L’apport des dessins de personne serait au total moins pur en ce qui concerne la possibilité d’apprécier l’organisation narcissique du sujet qui dessine. Cela dans la mesure où cette épreuve, souvent très mal tolérée par les adultes, suppose la capacité de pouvoir régresser à une activité dite « enfantine » et confronte celui qui dessine à une blessure narcissique inévitable s’il « ne sait pas » dessiner et si, tentant de se plier au jeu malgré tout, il s’essaye sérieusement à effectuer ce qu’on lui demande. De ce point de vue, refuser de dessiner constitue déjà une indication en ce qui concerne l’organisation caractérielle, sinon directement narcissique, du sujet en question.
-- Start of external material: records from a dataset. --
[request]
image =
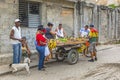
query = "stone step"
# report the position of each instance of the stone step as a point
(8, 58)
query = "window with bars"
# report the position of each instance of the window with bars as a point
(29, 13)
(23, 12)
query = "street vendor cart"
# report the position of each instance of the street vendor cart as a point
(69, 50)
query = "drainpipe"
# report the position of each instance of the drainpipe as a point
(116, 23)
(76, 19)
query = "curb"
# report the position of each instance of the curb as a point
(32, 66)
(51, 61)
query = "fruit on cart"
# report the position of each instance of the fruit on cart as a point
(81, 49)
(52, 44)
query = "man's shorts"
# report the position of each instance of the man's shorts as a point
(92, 47)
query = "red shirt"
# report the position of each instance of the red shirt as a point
(40, 37)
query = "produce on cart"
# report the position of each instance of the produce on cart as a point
(68, 48)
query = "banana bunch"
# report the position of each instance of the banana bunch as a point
(52, 44)
(81, 49)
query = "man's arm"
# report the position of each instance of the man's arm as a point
(53, 33)
(12, 36)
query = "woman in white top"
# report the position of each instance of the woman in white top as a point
(15, 35)
(60, 31)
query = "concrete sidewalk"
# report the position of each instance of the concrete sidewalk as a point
(4, 69)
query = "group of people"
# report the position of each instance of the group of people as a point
(91, 33)
(43, 35)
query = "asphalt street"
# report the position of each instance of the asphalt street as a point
(106, 68)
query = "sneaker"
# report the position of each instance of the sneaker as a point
(41, 69)
(91, 60)
(95, 59)
(44, 66)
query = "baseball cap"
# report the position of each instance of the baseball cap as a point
(40, 27)
(17, 20)
(91, 25)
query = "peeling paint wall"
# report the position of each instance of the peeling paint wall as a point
(105, 19)
(50, 11)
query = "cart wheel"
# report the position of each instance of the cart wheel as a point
(72, 57)
(60, 55)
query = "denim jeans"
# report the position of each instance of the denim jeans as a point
(17, 53)
(41, 51)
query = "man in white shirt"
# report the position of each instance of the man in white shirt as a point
(15, 35)
(60, 31)
(84, 31)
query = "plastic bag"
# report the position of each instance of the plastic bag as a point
(47, 51)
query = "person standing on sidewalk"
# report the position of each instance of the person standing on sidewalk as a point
(50, 35)
(15, 35)
(60, 33)
(41, 44)
(93, 39)
(84, 32)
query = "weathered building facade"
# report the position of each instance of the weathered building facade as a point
(32, 13)
(105, 19)
(72, 14)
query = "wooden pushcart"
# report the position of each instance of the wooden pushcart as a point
(68, 50)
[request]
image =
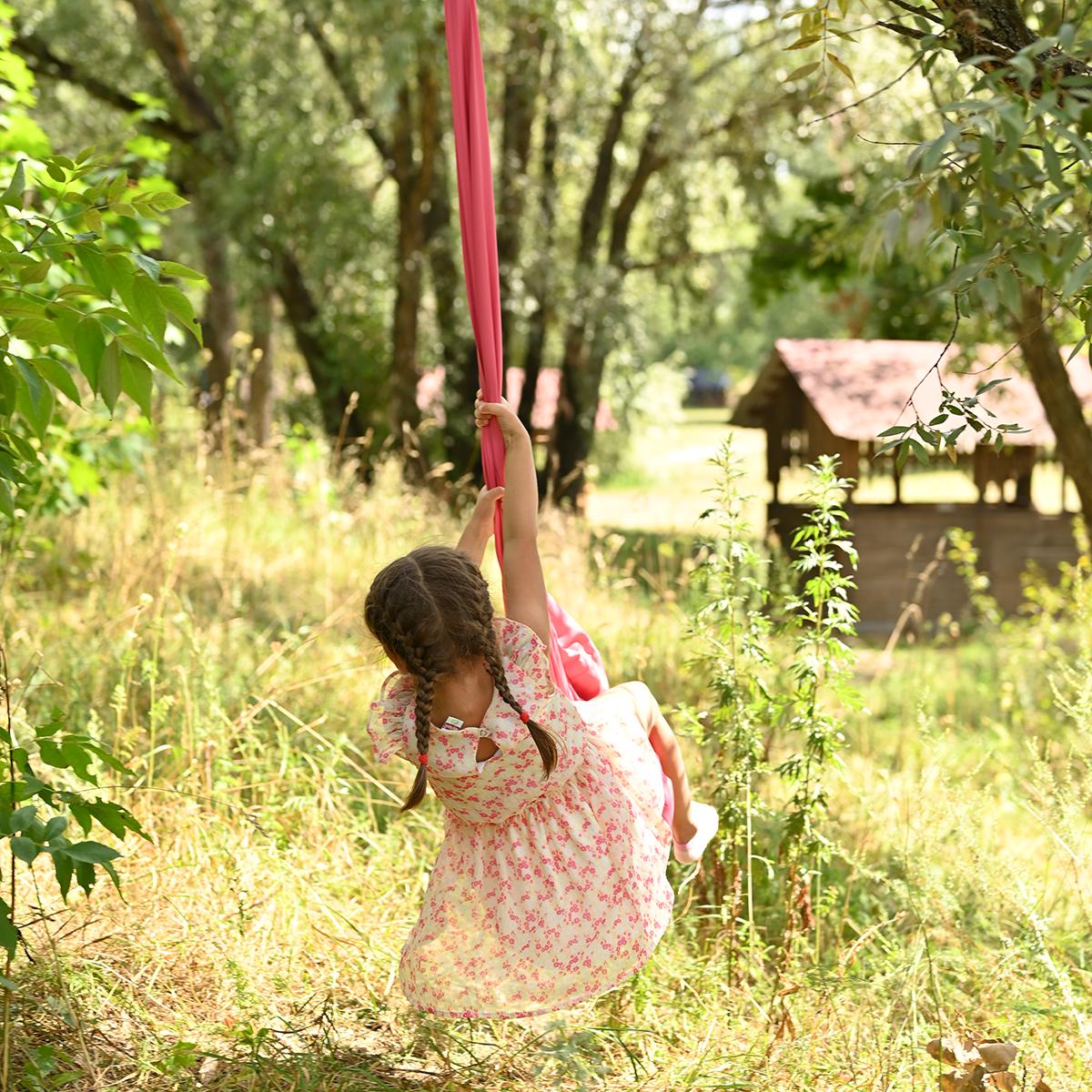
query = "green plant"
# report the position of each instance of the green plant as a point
(819, 620)
(79, 295)
(733, 632)
(37, 816)
(982, 609)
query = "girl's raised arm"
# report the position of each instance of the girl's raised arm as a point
(524, 588)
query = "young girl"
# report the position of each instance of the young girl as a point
(550, 887)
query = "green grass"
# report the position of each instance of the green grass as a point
(665, 487)
(257, 940)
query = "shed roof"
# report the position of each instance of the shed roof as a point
(861, 388)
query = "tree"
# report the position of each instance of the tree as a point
(1002, 187)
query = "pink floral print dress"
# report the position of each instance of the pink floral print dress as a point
(546, 893)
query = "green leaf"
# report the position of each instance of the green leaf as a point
(92, 260)
(14, 196)
(35, 399)
(9, 936)
(164, 201)
(802, 71)
(147, 350)
(184, 272)
(25, 849)
(55, 372)
(840, 65)
(150, 307)
(92, 853)
(117, 187)
(9, 389)
(35, 272)
(90, 347)
(1077, 278)
(86, 876)
(121, 276)
(76, 288)
(136, 381)
(178, 304)
(36, 331)
(115, 818)
(150, 266)
(109, 375)
(63, 868)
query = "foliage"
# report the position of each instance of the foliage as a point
(644, 399)
(259, 934)
(982, 609)
(996, 189)
(76, 298)
(79, 296)
(780, 670)
(733, 632)
(819, 620)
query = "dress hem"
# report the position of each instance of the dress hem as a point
(479, 1015)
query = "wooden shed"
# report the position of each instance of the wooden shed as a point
(819, 397)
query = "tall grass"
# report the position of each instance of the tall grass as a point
(206, 621)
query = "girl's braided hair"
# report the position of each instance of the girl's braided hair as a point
(431, 610)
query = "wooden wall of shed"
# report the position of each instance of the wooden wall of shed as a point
(898, 541)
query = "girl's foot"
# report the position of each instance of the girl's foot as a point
(703, 820)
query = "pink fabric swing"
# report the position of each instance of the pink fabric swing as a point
(574, 661)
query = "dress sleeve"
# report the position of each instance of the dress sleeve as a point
(388, 721)
(527, 661)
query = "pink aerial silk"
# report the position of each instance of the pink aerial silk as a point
(574, 661)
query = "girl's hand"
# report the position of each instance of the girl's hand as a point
(484, 508)
(511, 427)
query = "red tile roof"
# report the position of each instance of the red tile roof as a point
(860, 388)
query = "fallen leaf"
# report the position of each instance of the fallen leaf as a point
(997, 1054)
(955, 1052)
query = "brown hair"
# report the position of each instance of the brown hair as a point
(431, 610)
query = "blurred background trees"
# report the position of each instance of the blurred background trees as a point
(671, 187)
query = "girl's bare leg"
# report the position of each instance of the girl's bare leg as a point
(640, 699)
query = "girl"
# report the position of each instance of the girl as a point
(550, 887)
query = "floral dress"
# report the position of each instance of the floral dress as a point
(546, 891)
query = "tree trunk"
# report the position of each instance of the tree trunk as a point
(338, 399)
(1059, 399)
(518, 109)
(541, 282)
(260, 393)
(574, 425)
(218, 325)
(207, 151)
(415, 183)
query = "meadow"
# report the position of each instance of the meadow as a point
(203, 617)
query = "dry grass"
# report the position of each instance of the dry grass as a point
(257, 942)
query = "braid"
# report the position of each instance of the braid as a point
(545, 742)
(426, 674)
(431, 610)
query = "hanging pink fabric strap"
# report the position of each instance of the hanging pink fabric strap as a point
(574, 661)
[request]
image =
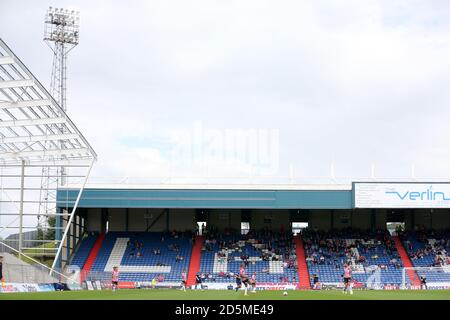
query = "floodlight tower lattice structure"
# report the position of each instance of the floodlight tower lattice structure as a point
(61, 33)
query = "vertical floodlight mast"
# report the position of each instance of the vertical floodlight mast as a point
(61, 34)
(37, 136)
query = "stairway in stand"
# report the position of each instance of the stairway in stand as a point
(92, 256)
(413, 276)
(303, 274)
(194, 264)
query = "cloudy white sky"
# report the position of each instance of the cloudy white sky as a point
(263, 88)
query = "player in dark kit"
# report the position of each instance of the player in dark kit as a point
(244, 279)
(423, 282)
(1, 271)
(183, 280)
(198, 281)
(238, 282)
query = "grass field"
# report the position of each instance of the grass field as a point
(170, 294)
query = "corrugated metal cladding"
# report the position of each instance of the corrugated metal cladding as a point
(169, 198)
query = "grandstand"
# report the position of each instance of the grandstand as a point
(155, 233)
(290, 236)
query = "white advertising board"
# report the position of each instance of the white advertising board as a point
(402, 195)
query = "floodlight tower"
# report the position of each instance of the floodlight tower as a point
(61, 33)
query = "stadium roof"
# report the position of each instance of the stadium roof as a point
(33, 127)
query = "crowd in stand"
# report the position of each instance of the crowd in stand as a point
(331, 247)
(137, 246)
(437, 249)
(271, 246)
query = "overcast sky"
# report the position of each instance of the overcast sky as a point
(163, 88)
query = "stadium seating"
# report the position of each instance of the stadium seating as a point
(79, 259)
(144, 256)
(135, 254)
(328, 251)
(428, 248)
(270, 255)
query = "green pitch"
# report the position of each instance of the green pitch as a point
(170, 294)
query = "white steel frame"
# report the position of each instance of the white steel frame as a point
(35, 132)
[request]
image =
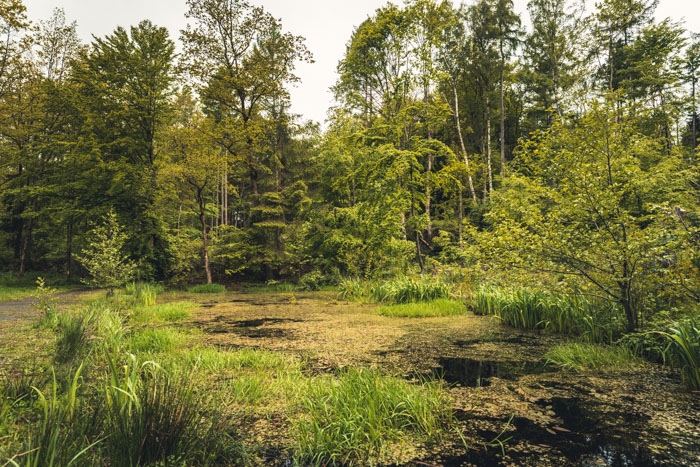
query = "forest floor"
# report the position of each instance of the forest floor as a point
(512, 408)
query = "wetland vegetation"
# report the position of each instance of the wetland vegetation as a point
(490, 254)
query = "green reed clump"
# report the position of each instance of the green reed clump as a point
(59, 434)
(577, 315)
(683, 350)
(361, 417)
(352, 289)
(154, 340)
(207, 288)
(164, 312)
(394, 291)
(580, 356)
(440, 307)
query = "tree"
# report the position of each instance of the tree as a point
(104, 256)
(195, 163)
(550, 61)
(124, 85)
(595, 200)
(692, 67)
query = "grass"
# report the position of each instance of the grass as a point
(683, 350)
(581, 356)
(207, 288)
(396, 291)
(362, 417)
(155, 340)
(440, 307)
(164, 312)
(595, 321)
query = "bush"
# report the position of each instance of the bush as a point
(207, 288)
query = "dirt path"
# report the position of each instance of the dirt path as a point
(24, 309)
(497, 379)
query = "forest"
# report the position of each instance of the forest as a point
(545, 172)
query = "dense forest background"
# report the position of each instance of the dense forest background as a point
(462, 145)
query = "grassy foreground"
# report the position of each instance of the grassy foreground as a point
(128, 382)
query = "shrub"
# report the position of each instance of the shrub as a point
(207, 288)
(46, 302)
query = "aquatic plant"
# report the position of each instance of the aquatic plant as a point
(440, 307)
(683, 350)
(361, 417)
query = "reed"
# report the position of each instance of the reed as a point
(364, 418)
(683, 350)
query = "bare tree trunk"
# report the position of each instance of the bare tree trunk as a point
(461, 142)
(24, 256)
(503, 127)
(488, 143)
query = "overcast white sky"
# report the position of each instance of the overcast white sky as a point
(326, 25)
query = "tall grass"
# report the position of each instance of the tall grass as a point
(577, 315)
(207, 288)
(58, 437)
(164, 312)
(364, 418)
(580, 356)
(683, 350)
(440, 307)
(396, 291)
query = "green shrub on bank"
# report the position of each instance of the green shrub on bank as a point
(576, 315)
(396, 291)
(683, 350)
(579, 357)
(441, 307)
(361, 418)
(207, 288)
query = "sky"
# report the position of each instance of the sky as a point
(326, 24)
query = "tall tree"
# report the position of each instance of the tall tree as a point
(508, 32)
(124, 83)
(550, 60)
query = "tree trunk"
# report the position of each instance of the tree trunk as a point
(503, 127)
(488, 142)
(205, 237)
(461, 143)
(26, 244)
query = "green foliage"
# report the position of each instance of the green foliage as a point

Pour certain de nos cas, il nous a bien semblé qu’ils se prêtaient à notre demande en acceptant de régresser à l’abri d’une certaine dimension de jeu qu’ils reconnaissaient plus ou moins explicitement vis-à-vis de leur performance et de la situation dans son ensemble. Pour Diane (observation n° I), qui pratiquait des activités de dessin, il s’agissait en outre d’exhiber ce qu’elle savait faire, ce qui n’était pas sans lui procurer un plaisir évident. Mais, pour un bon nombre des sujets, il ne nous a plus du tout semblé qu’il s’agissait de régresser à la faveur d’un jeu, mais bien plutôt d’accepter passivement, ou même avec indifférence, de se plier à des demandes dont les fins ne les préoccupaient pas. Les dessins parfois très inquiétants qu’ils ont ainsi produits ne l’étaient apparemment que pour nous, n’évoquant pour eux guère de commentaires ou de critiques. Les dessins d’Antoine (observation n° 7) et de Simon (observation n° 6) nous paraissent entrer dans ce cadre.

Si bien qu’au long d’un continuum qui irait de pouvoir régresser à une activité ludique et éventuellement même d’y prendre du plaisir, jusqu’à se plier avec indifférence à une épreuve apparemment peu investie, on pourrait situer à mi-chemin les sujets qui sous des prétextes variés – y compris le fait qu’ils estimaient ne pas savoir dessiner – ont refusé de se prêter au test.

Compte tenu de ces importantes variations individuelles, une interprétation de caractère général en ce qui concerne l’apport des dessins de personne ne nous paraît guère valable. Chaque dessin

devant être analysé dans sa singularité propre et ne prenant sa place dans l’appréciation économique du fonctionnement du sujet considéré qu’au regard des autres informations fournies par l’investigation, le T.A.T., et les dessins de la figure complexe. C’est ce que nous avons tenté de faire au niveau de chaque observation.


37 Si l’on se réfère à nos premiers travaux faits à l’instigation et en collaboration avec Vica Shen-toub (1969, 1970-1971, 1971).

38 S. Freud (1926), 1975, p. 96.

39 P. Marty, 1980, p. 14.

40 V. Shentoub, 1972-1973, p. 589.

41 Nous renvoyons à la fiche de dépouillement précédemment citée (note 2, p. 183).

42 Figures complexes de Rey et dessins d’une personne accompagnent les T.A.T. reproduits en annexes.